They say that which makes us strong can also be our biggest weakness. Entrepreneurs are no exception to this rule as our driven, confident, and focused nature can often inhibit new product success. Entrepreneurs often have such confidence in their personal abilities based on past success they take shortcuts in launching new products and when sales fail to meet plan they believe they can “manage fruit ripe.”

“When it comes to new product sales; you can not manage fruit ripe”

 

After my last post I had a number of people reach out to me saying: “ Ok we get it, we should do research prior to launch …but what should we do if we are in a launch that is not hitting plan?” As I have shared in past posts…I have made a number of mistakes over the years.I have kicked off new products and then had to figure out how to make it work; “make it happen ” on the fly.  So I thought I would do a follow-up post and share what I said to those who contacted me directly.

Entrepreneurs who launch on gut and not market truth often start trying to “manage fruit ripe”. They are so tied to their  plan their failure to achieve goals has to be a sales problem.

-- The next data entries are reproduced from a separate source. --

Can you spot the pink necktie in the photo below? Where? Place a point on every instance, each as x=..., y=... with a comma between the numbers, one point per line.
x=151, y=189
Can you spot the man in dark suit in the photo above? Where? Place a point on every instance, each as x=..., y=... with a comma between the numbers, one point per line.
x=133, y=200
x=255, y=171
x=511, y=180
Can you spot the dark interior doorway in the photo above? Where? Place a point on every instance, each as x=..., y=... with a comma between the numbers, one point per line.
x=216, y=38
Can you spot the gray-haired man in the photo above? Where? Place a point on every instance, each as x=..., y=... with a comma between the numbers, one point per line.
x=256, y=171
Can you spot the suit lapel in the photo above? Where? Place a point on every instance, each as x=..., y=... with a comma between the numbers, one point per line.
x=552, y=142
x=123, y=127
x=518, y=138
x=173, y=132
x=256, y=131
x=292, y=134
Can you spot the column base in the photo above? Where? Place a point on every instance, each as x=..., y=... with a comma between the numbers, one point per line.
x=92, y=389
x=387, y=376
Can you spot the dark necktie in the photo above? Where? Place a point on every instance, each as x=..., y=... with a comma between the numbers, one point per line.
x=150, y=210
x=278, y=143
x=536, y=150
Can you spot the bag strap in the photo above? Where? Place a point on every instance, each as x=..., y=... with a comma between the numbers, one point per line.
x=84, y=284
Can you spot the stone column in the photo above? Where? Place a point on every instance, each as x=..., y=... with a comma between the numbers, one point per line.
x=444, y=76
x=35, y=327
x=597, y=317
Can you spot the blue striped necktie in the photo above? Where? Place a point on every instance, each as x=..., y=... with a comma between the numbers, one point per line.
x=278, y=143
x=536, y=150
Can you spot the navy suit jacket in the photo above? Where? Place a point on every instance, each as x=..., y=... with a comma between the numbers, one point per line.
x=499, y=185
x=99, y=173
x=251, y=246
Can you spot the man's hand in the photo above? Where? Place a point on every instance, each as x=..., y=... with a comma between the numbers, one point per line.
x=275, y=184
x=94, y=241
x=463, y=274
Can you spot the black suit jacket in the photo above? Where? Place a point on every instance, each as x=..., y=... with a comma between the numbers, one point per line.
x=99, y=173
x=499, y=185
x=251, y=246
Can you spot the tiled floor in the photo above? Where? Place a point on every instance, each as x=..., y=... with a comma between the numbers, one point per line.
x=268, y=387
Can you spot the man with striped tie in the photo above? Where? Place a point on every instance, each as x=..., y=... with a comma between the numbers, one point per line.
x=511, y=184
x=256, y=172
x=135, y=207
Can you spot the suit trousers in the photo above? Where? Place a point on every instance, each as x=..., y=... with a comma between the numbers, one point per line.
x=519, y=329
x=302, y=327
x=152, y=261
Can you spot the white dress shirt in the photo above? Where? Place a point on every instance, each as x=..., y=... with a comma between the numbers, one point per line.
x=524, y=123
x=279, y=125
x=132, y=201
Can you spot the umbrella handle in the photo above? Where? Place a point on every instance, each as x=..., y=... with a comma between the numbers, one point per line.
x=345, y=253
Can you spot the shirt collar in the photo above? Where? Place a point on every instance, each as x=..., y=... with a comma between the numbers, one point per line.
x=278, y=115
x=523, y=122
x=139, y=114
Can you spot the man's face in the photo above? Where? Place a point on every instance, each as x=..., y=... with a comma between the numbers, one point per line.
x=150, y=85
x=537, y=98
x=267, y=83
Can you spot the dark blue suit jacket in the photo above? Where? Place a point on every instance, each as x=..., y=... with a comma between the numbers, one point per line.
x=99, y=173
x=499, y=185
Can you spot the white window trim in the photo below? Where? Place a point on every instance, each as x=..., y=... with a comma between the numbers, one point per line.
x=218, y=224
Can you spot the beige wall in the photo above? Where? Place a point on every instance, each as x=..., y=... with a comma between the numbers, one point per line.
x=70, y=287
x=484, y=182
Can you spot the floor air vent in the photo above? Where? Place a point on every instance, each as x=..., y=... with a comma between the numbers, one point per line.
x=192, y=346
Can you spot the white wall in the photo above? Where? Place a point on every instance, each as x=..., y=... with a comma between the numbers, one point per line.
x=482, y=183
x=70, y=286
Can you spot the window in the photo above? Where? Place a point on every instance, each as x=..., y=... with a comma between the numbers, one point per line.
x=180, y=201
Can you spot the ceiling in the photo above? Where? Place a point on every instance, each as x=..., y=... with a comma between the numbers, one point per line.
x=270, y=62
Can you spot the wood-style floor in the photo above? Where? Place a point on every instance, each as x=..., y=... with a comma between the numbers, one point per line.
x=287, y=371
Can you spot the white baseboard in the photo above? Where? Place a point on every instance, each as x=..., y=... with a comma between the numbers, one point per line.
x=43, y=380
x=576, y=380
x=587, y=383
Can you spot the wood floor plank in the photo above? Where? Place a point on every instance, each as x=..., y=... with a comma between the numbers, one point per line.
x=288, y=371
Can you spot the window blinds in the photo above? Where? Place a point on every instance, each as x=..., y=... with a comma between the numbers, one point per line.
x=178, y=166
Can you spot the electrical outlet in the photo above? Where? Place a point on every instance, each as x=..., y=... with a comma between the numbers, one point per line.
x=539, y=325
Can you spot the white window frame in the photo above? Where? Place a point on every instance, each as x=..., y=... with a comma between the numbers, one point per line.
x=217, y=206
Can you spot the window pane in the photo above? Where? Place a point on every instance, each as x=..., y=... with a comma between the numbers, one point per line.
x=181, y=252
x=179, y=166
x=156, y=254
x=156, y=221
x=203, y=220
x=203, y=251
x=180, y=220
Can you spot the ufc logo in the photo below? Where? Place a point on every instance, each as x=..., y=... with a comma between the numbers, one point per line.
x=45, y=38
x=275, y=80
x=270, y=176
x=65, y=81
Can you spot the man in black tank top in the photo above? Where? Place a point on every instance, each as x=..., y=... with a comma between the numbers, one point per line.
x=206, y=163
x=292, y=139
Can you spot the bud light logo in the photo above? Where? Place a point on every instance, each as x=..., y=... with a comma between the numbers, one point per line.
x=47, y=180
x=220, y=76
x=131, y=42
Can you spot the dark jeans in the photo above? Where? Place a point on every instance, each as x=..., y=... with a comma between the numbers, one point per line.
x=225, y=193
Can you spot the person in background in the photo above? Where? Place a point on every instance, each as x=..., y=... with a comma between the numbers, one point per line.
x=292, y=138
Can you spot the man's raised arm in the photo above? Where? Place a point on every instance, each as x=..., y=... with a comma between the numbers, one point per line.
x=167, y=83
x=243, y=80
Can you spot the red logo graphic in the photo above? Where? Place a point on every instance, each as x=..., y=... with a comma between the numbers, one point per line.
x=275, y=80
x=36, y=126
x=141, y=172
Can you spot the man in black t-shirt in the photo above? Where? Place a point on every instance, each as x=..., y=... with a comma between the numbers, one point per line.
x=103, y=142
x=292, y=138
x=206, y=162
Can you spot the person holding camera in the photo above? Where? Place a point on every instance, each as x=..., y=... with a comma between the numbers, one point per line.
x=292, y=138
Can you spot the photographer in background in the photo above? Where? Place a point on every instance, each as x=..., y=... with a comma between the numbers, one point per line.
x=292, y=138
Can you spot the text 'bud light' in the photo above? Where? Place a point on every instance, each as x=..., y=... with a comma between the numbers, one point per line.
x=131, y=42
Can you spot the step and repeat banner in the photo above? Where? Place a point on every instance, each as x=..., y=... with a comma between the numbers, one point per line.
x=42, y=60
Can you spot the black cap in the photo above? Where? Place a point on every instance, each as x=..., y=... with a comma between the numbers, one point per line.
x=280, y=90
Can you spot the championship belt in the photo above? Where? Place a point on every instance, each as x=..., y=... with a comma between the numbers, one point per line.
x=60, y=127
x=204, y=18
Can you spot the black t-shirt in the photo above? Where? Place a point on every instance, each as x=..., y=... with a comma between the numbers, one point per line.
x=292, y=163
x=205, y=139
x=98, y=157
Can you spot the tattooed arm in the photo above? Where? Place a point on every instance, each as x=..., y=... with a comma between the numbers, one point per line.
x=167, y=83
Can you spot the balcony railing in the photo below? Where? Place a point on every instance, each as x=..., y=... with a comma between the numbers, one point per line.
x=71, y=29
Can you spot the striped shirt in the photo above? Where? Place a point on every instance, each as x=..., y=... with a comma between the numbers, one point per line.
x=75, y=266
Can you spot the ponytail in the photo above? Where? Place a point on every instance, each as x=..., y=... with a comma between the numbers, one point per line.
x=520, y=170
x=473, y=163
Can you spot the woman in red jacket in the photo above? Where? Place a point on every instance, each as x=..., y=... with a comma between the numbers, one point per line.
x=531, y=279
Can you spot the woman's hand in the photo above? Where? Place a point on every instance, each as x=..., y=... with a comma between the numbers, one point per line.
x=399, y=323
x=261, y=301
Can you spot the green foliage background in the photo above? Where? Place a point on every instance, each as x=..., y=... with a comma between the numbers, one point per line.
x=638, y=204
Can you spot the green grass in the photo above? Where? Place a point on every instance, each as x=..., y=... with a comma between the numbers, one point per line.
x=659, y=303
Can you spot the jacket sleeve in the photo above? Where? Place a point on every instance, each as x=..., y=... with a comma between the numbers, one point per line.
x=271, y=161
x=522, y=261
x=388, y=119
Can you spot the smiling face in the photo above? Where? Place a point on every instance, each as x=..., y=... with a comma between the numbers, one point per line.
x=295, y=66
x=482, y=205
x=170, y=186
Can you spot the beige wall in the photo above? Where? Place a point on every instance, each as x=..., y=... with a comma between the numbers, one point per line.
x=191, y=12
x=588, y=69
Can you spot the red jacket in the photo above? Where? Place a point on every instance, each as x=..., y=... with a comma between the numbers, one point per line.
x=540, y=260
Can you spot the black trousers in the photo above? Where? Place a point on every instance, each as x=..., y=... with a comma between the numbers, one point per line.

Based on my experience, over 90% of new product sales falling short of plan are not the result of “poor sales execution” but the result of not having good current data  and or understanding of your market, and is actually a marketing problem. Without current accurate market data one if not all of your four P’s of markting are probably wrong. Entreprenuers are smart people. If given good information they make decisions that grow businesses profitably. If given old or wrong market data one or more of your four P’s will be wrong.

As the owner, leader,you are the boss… so if you want to try to manage the fruit (sales) of your new products ripe… go for it. I have seen many try ( heck, I have tried) and I have yet to see this approach correct new product sales below plan and create sales velocity. 

If you find yourself in a launch based on gut and old or poor data, what should you do?

 

  1. Assess what you have learned ( experienced) during launch so far
  2. Conduct win loss interviews
  3. Identify common roadblocks to sales and bust through them with new sales tools
  4. List what you still need to know and assign priority and timelines
  5. Adjust your strategy based on the current market data you gather
  6. Test new strategies before you scale them
  7. Repeat what works
  8. keep asking questions, determine why customers are buying and not buying
  9. Challenge your four P’s of Marketing ( at least one is off)

 

( or put another way; get the data to answer the four yes’s …as quick as possible)

 

 

So how about you…have you launched a product without having four yes’s first?

 

What did you experience ?

 

What corrective action did your team take?

 

Does it take longer to do research on the front end? Or fix roadblocks during launch?